Fowlmead Country Park is the venue for the Handcycling UK Championships, a a world-class venue that helps to raise the appeal of the sport. View Transcript
View Synopsis ALEXANDER HINX-EDWARDS reports.

Here at Fowlmead on the south Kent coast, 200 acres of country park has become home to a two-mile race track, drawing cycling professionals and enthusiasts from all over the country. Today however, a lesser-known group of top athletes were getting into gear, for the chance to win a National Handcycling Chamionship race.

Among them was current Handcycling World Champion and Paralympic gold medallist, Rachel Morris, who explained the tough sport and how it felt to grab gold in Beijing last year!

RACHEL MORRIS, Handcycling, Paralympic Gold Medallist: 'It was an absolute dream! It's a bit of a cliché, but it was - everything came together - everything coming together on the day when you train for everything. You've obviously got this ultimate dream and ultimate goal, so for everything to come together on that day was just completely out of this world!'

There's different categories depending on your disability. It's basically A, B and C. For handcyclists you have Cs that have an amputate, say below leg, category B is generally people with spinal injuries, and category A is people who have got higher spinal injuries so it affects their arms as well. So there's the three categories and then they go off depending on the factoring so there's [sic] factors worked out on the disability categories.'

But its not just record-breaking paralympians that can take up the sport! Handcycles have grown in popularity overseas and are a regular sight at human-powered transport meetings.

So after all that Handcycling has done in just five years as a paralympic sport, could it still get bigger and better? And can events like this help?

JAYNE BARRETT, British Paracycling Development Coach: 'I think paracycling as a sport, the profile could benefit an awful lot from people getting involved and people coming to watch the races and things like the National Series which we've had on, which is the race in Kent, is a part of.

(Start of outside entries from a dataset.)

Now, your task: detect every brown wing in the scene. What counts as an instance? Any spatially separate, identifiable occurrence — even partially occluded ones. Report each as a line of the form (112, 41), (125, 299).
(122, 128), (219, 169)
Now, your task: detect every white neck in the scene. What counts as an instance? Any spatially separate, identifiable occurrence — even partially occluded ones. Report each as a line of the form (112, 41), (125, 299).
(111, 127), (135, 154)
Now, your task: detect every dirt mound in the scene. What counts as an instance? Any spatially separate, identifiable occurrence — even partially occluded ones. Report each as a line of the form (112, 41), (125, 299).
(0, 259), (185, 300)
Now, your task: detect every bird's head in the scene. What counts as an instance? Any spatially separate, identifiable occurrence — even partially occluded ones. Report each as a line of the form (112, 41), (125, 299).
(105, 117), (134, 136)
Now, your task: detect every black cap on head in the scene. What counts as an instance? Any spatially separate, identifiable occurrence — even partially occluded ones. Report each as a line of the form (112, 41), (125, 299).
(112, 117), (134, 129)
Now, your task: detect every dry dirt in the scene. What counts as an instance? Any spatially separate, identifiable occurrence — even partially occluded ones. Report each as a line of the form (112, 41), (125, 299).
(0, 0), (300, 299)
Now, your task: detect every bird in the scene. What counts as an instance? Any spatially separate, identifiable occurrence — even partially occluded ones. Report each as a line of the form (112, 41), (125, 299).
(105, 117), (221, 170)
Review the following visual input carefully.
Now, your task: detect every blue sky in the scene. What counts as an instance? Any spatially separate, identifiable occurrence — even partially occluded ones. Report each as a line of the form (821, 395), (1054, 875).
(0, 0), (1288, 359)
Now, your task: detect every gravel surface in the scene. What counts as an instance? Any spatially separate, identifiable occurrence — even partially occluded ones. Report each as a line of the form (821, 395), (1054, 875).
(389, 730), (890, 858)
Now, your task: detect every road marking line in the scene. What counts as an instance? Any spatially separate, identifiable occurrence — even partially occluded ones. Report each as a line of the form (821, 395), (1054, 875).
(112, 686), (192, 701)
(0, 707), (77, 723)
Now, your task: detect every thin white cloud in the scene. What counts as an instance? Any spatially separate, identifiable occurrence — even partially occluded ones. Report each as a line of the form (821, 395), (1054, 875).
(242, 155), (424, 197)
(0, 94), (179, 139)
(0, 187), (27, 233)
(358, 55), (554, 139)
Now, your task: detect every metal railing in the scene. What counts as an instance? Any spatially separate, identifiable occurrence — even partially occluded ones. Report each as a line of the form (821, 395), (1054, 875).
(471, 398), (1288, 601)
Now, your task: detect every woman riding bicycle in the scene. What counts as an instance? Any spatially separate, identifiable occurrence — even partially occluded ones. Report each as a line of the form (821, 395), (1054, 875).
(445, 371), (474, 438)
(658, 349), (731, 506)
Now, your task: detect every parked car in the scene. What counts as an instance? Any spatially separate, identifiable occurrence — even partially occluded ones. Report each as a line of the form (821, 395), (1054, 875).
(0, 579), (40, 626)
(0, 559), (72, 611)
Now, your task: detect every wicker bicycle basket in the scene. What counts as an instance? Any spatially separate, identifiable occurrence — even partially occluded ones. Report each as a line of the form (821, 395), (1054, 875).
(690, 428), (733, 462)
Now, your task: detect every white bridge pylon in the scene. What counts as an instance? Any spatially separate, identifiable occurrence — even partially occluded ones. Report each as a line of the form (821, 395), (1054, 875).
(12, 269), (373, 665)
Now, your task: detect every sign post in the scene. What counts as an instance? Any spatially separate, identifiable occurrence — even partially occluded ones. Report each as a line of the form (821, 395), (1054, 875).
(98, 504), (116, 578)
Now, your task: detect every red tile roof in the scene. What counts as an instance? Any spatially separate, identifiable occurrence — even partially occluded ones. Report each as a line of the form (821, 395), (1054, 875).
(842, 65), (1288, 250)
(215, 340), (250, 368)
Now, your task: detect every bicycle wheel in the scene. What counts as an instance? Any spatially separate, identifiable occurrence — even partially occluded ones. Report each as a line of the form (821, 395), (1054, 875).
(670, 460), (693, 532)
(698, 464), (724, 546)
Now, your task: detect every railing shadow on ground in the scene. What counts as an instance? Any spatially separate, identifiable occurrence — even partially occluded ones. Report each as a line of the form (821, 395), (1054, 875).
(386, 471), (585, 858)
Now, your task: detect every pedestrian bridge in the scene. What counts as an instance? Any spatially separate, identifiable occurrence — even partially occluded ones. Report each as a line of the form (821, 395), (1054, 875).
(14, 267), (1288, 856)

RACHEL MORRIS: 'Hopefully it will bring all the riders together and hopefully it will move everything forward and find the new riders that are out there.'

CHRIS HESPE, Head of Sport, Leisure and Olympics, KCC: 'This site is deemed to be the best criterium circuit for this form of cycling in the UK by a long stretch; it is the best. And we're making sure that it is recognised throughout the UK as being the best throughout northern Europe and we want it to be recognised throughout the world as being a major site for this sort of event. But also we need to make sure that mainstream sport actually recognise disability sport and that's why it's so important today that we've had an able-bodied cycling event as a precursor to this Paralympic level event.'

As far as Handcycling is concerned, we may have only just invented the wheel, but with such true stars as Rachel and the future of British Paracycling training at this fantastic facility in Kent, we can hope to see British Handcycling off to a flying start before the Paralympics come to home soil in 2012!